A son poste de travail l’ouvrière d’origine italienne devant sa machine arrêtée :
« On était bête comme ça à penser de dire « oh ! faut faire ça sinon on n’a pas de paie ». Mais pour quelques centimes de plus à l’heure, et à la fin des 8 heures, on pouvait tout de suite rentrer et aller au lit. Des fois, on était énervé même avec les gosses, et tout, quand on rentrait avec le mari. Je ne recommencerai plus à travailler au rendement. »
L’ouvrière qui aide les filles de machine :
« On n’est pas au rendement nous les aides. Je ne voudrai pour rien au monde travailler comme au rendement ! Moi je suis aide et ça me plaisait comme ça, même celles au rendement elles sont exploitées, elles s’imaginent que quand elles vont vite, quand elles vont vite, elles vont gagner plus, ce n’est pas vrai. Ils veulent absolument que le boulot sorte et puis c’est tout. Elles ne sont pas payées comme elles devraient être payées pour le boulot qu’elles fournissent. »
Sur le site de la filature déserté que nous arpentons au cours de ce mois de mai 1977, la caméra engouffre rubans de laine, bobines à moitié pleines, chariots abandonnés, sans oublier les tacots stockés dans les entrepôts, et qui ne seront jamais restaurés. Atmosphère particulière qui se dégage de toute cette vie encore présente, de ces immenses bâtiments, désormais silencieux. Immuable, coule l’eau du canal construit par le fondateur de la filature en 1840.
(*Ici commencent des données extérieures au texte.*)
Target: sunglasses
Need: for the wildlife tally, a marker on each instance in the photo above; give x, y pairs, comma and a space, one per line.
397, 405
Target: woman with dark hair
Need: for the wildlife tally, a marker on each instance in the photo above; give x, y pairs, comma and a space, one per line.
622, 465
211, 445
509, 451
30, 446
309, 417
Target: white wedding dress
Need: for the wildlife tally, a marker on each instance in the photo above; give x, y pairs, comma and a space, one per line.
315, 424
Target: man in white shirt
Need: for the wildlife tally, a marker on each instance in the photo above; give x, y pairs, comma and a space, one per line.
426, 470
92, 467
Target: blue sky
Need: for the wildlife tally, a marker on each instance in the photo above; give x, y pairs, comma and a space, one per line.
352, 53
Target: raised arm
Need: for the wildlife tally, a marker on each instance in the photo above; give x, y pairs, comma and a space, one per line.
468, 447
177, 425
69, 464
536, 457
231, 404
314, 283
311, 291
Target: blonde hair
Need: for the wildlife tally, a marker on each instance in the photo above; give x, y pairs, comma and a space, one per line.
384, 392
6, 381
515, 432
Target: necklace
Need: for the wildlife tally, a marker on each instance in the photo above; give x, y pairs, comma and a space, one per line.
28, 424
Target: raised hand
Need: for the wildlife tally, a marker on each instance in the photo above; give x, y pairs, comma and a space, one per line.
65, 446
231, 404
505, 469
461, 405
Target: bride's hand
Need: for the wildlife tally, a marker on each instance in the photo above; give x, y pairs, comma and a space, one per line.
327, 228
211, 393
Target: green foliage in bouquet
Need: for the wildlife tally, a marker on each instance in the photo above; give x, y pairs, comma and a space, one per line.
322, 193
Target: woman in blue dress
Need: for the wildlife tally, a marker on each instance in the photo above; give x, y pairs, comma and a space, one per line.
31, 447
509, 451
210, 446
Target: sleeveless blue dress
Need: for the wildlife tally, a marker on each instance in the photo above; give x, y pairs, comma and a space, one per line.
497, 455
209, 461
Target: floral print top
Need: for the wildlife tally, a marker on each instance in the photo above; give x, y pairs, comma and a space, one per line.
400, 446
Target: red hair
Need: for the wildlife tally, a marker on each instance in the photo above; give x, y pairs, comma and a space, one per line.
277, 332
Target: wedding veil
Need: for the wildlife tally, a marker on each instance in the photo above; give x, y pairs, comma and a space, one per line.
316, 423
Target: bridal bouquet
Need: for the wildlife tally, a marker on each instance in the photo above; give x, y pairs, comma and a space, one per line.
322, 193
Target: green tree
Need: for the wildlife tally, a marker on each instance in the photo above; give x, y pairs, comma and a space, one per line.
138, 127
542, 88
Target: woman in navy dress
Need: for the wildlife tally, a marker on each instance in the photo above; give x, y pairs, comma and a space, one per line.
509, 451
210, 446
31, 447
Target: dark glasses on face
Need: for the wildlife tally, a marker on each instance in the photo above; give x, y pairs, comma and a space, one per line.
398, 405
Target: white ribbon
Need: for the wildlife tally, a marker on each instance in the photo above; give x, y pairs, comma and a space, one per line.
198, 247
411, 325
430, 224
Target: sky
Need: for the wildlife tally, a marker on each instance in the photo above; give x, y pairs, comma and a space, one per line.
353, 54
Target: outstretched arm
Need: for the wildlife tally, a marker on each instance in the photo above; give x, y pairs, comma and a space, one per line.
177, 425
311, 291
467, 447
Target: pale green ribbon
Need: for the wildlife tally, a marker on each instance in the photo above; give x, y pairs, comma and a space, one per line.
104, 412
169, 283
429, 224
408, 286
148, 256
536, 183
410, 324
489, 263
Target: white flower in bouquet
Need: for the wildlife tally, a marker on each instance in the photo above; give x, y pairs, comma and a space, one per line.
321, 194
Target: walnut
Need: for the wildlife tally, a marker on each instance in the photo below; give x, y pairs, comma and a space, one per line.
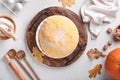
105, 47
109, 30
96, 70
95, 53
38, 56
116, 33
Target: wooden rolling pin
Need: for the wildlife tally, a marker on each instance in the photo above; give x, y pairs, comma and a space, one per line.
14, 68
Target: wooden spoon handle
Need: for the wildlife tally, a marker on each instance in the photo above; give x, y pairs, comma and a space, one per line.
14, 68
31, 69
23, 67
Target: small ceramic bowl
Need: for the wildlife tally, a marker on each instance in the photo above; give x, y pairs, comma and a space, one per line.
37, 40
9, 18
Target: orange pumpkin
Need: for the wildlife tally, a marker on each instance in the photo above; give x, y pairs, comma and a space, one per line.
112, 64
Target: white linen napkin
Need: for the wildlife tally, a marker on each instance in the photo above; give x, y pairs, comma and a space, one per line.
96, 12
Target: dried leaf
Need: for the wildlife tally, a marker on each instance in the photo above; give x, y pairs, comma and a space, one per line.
97, 70
95, 53
38, 56
67, 2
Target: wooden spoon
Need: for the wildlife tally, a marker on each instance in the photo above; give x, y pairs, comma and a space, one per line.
13, 55
21, 55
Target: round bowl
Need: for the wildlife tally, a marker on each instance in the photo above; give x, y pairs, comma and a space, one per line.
38, 42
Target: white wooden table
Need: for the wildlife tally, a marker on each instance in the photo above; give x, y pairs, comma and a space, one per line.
76, 71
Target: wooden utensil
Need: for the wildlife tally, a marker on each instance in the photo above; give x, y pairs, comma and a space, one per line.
21, 55
13, 55
14, 67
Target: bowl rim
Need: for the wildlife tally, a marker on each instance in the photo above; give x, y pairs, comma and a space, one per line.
37, 41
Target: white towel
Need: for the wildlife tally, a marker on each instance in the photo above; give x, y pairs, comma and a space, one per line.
96, 12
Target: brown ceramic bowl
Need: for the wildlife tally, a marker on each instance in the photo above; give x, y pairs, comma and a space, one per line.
9, 18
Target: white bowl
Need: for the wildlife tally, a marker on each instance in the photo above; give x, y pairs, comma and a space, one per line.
37, 40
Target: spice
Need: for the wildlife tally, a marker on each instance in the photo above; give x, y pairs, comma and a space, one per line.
95, 53
96, 70
109, 30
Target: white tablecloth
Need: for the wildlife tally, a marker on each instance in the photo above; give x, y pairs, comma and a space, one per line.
76, 71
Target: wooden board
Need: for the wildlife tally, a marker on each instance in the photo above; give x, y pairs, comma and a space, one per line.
31, 33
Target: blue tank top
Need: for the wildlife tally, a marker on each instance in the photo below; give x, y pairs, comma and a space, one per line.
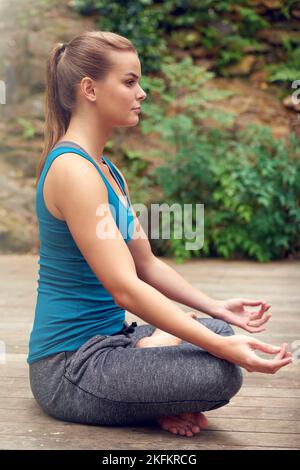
72, 304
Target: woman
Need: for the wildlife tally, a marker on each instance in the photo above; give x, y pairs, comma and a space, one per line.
87, 365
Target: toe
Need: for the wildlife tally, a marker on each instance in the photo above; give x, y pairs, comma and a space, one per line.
201, 420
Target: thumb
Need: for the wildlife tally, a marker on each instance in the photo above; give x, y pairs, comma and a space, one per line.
265, 347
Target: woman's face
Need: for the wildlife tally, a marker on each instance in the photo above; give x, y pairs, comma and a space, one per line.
120, 92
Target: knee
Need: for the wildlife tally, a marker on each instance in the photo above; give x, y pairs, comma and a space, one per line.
233, 380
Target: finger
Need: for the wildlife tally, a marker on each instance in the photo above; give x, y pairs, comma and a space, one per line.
265, 347
253, 303
271, 365
253, 329
282, 352
259, 314
261, 321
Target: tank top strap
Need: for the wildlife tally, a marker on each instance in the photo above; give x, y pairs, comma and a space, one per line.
116, 173
68, 149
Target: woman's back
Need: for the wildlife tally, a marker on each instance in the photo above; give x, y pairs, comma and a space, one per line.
72, 304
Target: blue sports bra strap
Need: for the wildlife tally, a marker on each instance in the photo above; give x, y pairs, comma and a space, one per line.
65, 149
116, 172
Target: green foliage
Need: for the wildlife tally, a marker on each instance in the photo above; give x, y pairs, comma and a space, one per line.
289, 70
250, 187
28, 131
225, 27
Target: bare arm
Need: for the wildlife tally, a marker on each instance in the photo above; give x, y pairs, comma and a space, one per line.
80, 192
168, 281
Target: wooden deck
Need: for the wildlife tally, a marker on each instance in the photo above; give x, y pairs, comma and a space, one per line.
264, 415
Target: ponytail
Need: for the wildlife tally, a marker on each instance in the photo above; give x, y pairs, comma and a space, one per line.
85, 55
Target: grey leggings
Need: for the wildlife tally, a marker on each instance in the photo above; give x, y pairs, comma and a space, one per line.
108, 381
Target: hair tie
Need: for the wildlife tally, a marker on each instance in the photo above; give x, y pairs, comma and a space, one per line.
62, 47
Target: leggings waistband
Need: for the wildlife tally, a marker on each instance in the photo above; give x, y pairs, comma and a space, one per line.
126, 329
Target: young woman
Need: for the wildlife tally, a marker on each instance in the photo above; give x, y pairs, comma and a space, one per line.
87, 365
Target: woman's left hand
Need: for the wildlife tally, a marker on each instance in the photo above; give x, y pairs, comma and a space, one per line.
235, 311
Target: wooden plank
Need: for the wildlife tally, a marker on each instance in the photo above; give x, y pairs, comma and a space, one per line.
103, 438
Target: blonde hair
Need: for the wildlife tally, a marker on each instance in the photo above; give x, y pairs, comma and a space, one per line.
85, 55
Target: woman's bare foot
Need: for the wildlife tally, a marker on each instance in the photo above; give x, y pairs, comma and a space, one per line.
161, 338
184, 424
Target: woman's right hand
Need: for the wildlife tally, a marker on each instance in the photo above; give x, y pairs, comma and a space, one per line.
240, 349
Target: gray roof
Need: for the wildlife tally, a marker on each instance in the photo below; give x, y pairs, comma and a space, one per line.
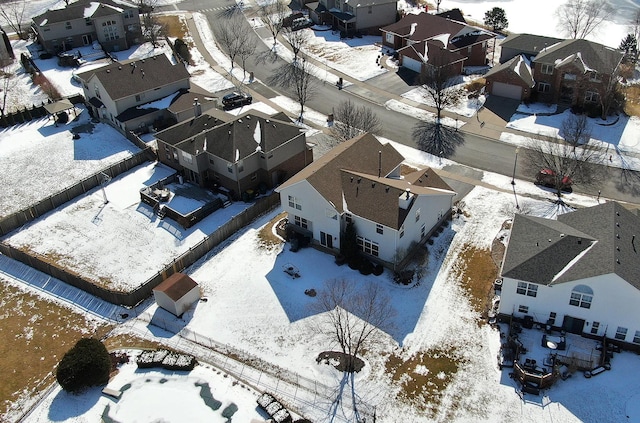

Tournage au domicile des délégués de la filature
Au système du salaire au rendement, déjà traité dans l’enquête exploratoire, s’ajoutera une réflexion sur la vie à la filature, avec les hommes [25] de la S.S.E, qui accepteront d’être filmés à leur domicile. Ils sont au plus près de cette affaire Schlumpf et de ses implications économiques, sociales, juridiques et politiques, depuis la création du syndicat en 1960 et même bien avant. Leurs épouses seront présentes. L’un est ouvrier professionnel (O.P. 2), homme à tout faire à la filature, il circule partout et « a tout vu du matin jusqu’au soir ». Il nous entraînera dans l’histoire de la filature, la suppression des renvideurs [26] remplacés par des femmes aux continus, la liquidation des ateliers, la politique salariale des patrons et le circuit commercial mis en place entre les usines de production. L’autre est manutentionnaire après avoir travaillé comme trieur. Il évoquera son parcours professionnel, son engagement syndical et la construction de sa maison. Nous les retrouverons dans une autre séquence avec une ouvrière déléguée pour évoquer la gestion des ressources humaines pratiquée par la direction Schlumpf : répression syndicale, pas de réembauche des femmes si elles sont membres du syndicat, déclassement et baisse des salaires, chantage au logement, politique d’embauche du personnel d’encadrement non qualifié. En pendant à cette politique répressive, les fêtes de Noël et autres manifestations, organisées par les patrons, exercent une réelle fascination sur le personnel.
Tournage d’autres images
Nous filmons des scènes évoquant la vie quotidienne des ouvrières dans la vallée, d’autres scènes d’occupation dans le musée (comme la fête du Premier mai 1977, la collecte, etc.) et dans la filature, des actions dont certaines sont spectaculaires (comme la mise à feu d’un vieux tacot à Thann, le 12 mai 1977, suite à l’annonce de la fermeture des filatures).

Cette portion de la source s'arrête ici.